A wrapper for applying spatialdecon to the Spatial data element in a Seurat object. Unlike spatialdecon, which expects a normalized data matrix, this function operates on raw counts. Scaling for total cells
runspatialdecon(object, ...) ## S4 method for signature 'NanoStringGeoMxSet' runspatialdecon( object, X = NULL, norm_elt = NULL, raw_elt = NULL, wts = NULL, resid_thresh = 3, lower_thresh = 0.5, align_genes = TRUE, is_pure_tumor = NULL, n_tumor_clusters = 10, cell_counts = NULL, cellmerges = NULL, maxit = 1000 ) ## S4 method for signature 'Seurat' runspatialdecon( object, X = NULL, bg = 0.1, wts = NULL, resid_thresh = 3, lower_thresh = 0.5, align_genes = TRUE, is_pure_tumor = NULL, n_tumor_clusters = 10, cell_counts = NULL, cellmerges = NULL, maxit = 1000 )
runspatialdecon(object, ...) ## S4 method for signature 'NanoStringGeoMxSet' runspatialdecon( object, X = NULL, norm_elt = NULL, raw_elt = NULL, wts = NULL, resid_thresh = 3, lower_thresh = 0.5, align_genes = TRUE, is_pure_tumor = NULL, n_tumor_clusters = 10, cell_counts = NULL, cellmerges = NULL, maxit = 1000 ) ## S4 method for signature 'Seurat' runspatialdecon( object, X = NULL, bg = 0.1, wts = NULL, resid_thresh = 3, lower_thresh = 0.5, align_genes = TRUE, is_pure_tumor = NULL, n_tumor_clusters = 10, cell_counts = NULL, cellmerges = NULL, maxit = 1000 )
object |
An S4 object such as a Seurat object that includse a "Spatial" element in the "assays" slot or a GeoMxSet object |
... |
Arguments passed to spatialdecon |
X |
Cell profile matrix.
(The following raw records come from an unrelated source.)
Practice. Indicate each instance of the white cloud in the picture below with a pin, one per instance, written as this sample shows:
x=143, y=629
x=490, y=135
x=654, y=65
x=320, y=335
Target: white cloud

If NULL, the safeTME matrix is used. |
norm_elt |
normalized data element in assayData in NanostringGeomxSet object |
raw_elt |
raw data element in assayData in NanostringGeomxSet object |
wts |
Optional, a matrix of weights. |
resid_thresh |
A scalar, sets a threshold on how extreme individual data points' values can be (in log2 units) before getting flagged as outliers and set to NA. |
lower_thresh |
A scalar. Before log2-scale residuals are calculated, both observed and fitted values get thresholded up to this value. Prevents log2-scale residuals from becoming extreme in points near zero. |
align_genes |
Logical. If TRUE, then Y, X, bg, and wts are row-aligned by shared genes. |
is_pure_tumor |
A logical vector denoting whether each AOI consists of pure tumor. If specified, then the algorithm will derive a tumor expression profile and merge it with the immune profiles matrix. |
n_tumor_clusters |
Number of tumor-specific columns to merge into the cell profile matrix. Has an impact only when is_pure_tumor argument is used to indicate pure tumor AOIs. Takes this many clusters from the pure-tumor AOI data and gets the average expression profile in each cluster. Default 10. |
cell_counts |
Number of cells estimated to be within each sample. If provided alongside norm_factors, then the algorithm will additionally output cell abundance esimtates on the scale of cell counts. |
cellmerges |
A list object holding the mapping from beta's cell names to combined cell names. If left NULL, then defaults to a mapping of granular immune cell definitions to broader categories. |
maxit |
Maximum number of iterations. Default 1000. |
bg |
Expected background counts. Either a scalar applied equally to all points in the count matrix, or a matrix with the same dimensions as the count matrix in GetAssayData(object, assay = "Spatial"). Recommended to use a small non-zero value, default of 0.1. |
decon results in list or in GeoMxSet object
For GeoMxSet object, if not given cellmerges and cell_counts, a valid GeoMx S4 object including the following items
In pData
beta: matrix of cell abundance estimates, cells in rows and observations in columns
p: matrix of p-values for H0: beta == 0
t: matrix of t-statistics for H0: beta == 0
se: matrix of standard errors of beta values
prop_of_all: rescaling of beta to sum to 1 in each observation
prop_of_nontumor: rescaling of beta to sum to 1 in each observation, excluding tumor abundance estimates
sigmas: covariance matrices of each observation's beta estimates
In assayData
yhat: a matrix of fitted values
resids: a matrix of residuals from the model fit. (log2(pmax(y, lower_thresh)) - log2(pmax(xb, lower_thresh))).
In experimentData
SpatialDeconMatrix: the cell profile matrix used in the decon fit.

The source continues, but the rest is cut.